A dominant negative mutant of the insulin-like growth factor-I receptor inhibits the adhesion, invasion, and metastasis of breast cancer.

The 5-year survival rate for women with metastatic breast cancer is only 25-30%; thus, the need to improve treatment is apparent. Overexpression of insulin-like growth factor-I receptor (IGF-IR) correlates with poor prognosis and local recurrence. In this study, we addressed whether functional impairment of IGF-IR affects adhesion, invasion, and metastasis of breast cancer. Impairment of IGF-IR function was achieved by transfecting a dominant negative form of the receptor, termed 486stop, into MDA-MB-435 metastatic breast cancer cells.

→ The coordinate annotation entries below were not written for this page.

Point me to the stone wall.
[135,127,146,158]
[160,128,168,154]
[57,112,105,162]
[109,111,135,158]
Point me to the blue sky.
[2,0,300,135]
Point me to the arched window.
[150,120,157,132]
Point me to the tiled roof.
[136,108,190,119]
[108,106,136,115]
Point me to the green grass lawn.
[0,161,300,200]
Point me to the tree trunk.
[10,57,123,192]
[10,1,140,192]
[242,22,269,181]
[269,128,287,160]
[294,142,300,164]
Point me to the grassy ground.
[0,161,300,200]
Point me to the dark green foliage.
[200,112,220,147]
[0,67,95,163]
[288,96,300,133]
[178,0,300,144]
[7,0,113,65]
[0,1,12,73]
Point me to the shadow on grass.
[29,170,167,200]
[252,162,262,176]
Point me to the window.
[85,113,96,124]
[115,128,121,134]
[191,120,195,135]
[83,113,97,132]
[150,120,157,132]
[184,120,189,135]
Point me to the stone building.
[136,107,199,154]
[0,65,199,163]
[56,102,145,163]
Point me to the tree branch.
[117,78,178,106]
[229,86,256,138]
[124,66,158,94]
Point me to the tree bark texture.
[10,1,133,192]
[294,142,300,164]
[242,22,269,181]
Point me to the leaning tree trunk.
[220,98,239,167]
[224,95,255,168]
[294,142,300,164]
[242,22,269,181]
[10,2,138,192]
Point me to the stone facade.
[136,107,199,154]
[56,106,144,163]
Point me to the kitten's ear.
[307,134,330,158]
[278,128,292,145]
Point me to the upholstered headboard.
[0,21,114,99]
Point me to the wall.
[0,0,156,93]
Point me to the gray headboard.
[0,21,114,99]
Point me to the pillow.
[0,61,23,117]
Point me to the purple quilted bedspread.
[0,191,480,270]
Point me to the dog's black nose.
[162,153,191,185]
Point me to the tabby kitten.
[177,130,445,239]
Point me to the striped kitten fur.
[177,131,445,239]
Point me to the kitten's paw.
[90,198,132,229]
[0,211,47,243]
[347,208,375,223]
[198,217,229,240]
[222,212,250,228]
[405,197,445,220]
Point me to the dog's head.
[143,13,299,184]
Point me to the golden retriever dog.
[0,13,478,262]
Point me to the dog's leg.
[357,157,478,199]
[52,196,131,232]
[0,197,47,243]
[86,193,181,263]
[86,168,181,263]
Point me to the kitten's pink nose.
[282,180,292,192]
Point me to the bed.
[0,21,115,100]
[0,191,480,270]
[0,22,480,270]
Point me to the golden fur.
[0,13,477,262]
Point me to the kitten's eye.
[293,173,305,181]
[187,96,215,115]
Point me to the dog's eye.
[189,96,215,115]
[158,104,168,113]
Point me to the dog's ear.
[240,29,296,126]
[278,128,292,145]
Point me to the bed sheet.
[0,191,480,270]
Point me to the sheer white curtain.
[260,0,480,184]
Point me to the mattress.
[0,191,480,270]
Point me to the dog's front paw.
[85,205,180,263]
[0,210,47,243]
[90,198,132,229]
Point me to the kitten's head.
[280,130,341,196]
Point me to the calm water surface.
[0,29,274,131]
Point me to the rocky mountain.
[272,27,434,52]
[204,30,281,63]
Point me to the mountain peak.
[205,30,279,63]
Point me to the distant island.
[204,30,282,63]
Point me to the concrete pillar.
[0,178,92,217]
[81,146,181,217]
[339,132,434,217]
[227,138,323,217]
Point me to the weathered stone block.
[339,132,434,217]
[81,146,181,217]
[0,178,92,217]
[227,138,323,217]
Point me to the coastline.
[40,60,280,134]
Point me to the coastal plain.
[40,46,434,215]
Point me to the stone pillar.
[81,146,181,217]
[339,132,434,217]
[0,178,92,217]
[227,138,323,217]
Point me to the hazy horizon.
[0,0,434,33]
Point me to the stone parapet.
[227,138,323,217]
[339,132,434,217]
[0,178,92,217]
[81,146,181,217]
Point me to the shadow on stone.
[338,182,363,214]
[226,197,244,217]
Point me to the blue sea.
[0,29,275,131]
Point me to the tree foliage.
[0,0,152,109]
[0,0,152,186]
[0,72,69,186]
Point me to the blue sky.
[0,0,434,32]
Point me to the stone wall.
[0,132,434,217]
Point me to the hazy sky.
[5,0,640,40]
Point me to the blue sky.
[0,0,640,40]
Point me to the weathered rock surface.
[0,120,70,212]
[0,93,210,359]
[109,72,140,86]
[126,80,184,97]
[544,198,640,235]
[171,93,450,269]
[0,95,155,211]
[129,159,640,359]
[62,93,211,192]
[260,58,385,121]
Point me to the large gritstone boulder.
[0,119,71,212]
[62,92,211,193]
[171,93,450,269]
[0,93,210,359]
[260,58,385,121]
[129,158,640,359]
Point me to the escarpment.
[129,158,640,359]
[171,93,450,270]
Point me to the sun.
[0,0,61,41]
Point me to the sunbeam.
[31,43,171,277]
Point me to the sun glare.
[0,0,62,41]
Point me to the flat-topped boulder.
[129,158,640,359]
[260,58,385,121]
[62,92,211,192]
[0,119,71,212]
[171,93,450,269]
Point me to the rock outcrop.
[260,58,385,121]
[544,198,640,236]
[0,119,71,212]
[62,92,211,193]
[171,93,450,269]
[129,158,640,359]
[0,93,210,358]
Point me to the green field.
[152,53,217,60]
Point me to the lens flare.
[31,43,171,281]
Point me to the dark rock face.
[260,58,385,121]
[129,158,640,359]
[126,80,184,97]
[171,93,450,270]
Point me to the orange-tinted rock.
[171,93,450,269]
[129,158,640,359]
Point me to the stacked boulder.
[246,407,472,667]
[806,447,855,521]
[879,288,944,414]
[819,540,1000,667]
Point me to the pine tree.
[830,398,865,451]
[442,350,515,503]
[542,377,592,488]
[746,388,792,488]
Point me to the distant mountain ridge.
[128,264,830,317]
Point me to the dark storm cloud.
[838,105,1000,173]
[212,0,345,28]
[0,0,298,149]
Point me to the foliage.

The protein product of 486stop is secreted extracellularly, resulting in a bystander effect. Cellular adhesion to laminin and collagen was inhibited 94 and 88%, respectively. Furthermore, 486stop inhibited insulin-like growth factor-I-stimulated invasion through collagen IV by 75%. The dominant negative receptor was secreted, as evidenced by the observation that MDA-MB-435 and MDA-MB-231 cells were prevented from binding to laminin by 90% when treated with conditioned medium (CM) from 486stop-transfected cells. CM also inhibited the invasion of MDA-MB-231 cells across collagen IV by 80%. Finally, CM made MDA-MB-231 cells 30% more sensitive to Taxol-induced cell death. Growth in soft agar was suppressed by 486stop, but growth in monolayer was unaffected. When injected into the mammary fat pad, 486stop did not significantly suppress growth of the primary tumor, but metastasis to the lungs, livers, lymph nodes, and lymph vessels was significantly decreased compared to the vector control. In conclusion, inhibition of IGF-IR resulted in suppression of adhesion, invasion, and metastasis, providing a mechanistic rationale for targeting IGF-IR in the treatment of metastatic breast cancer.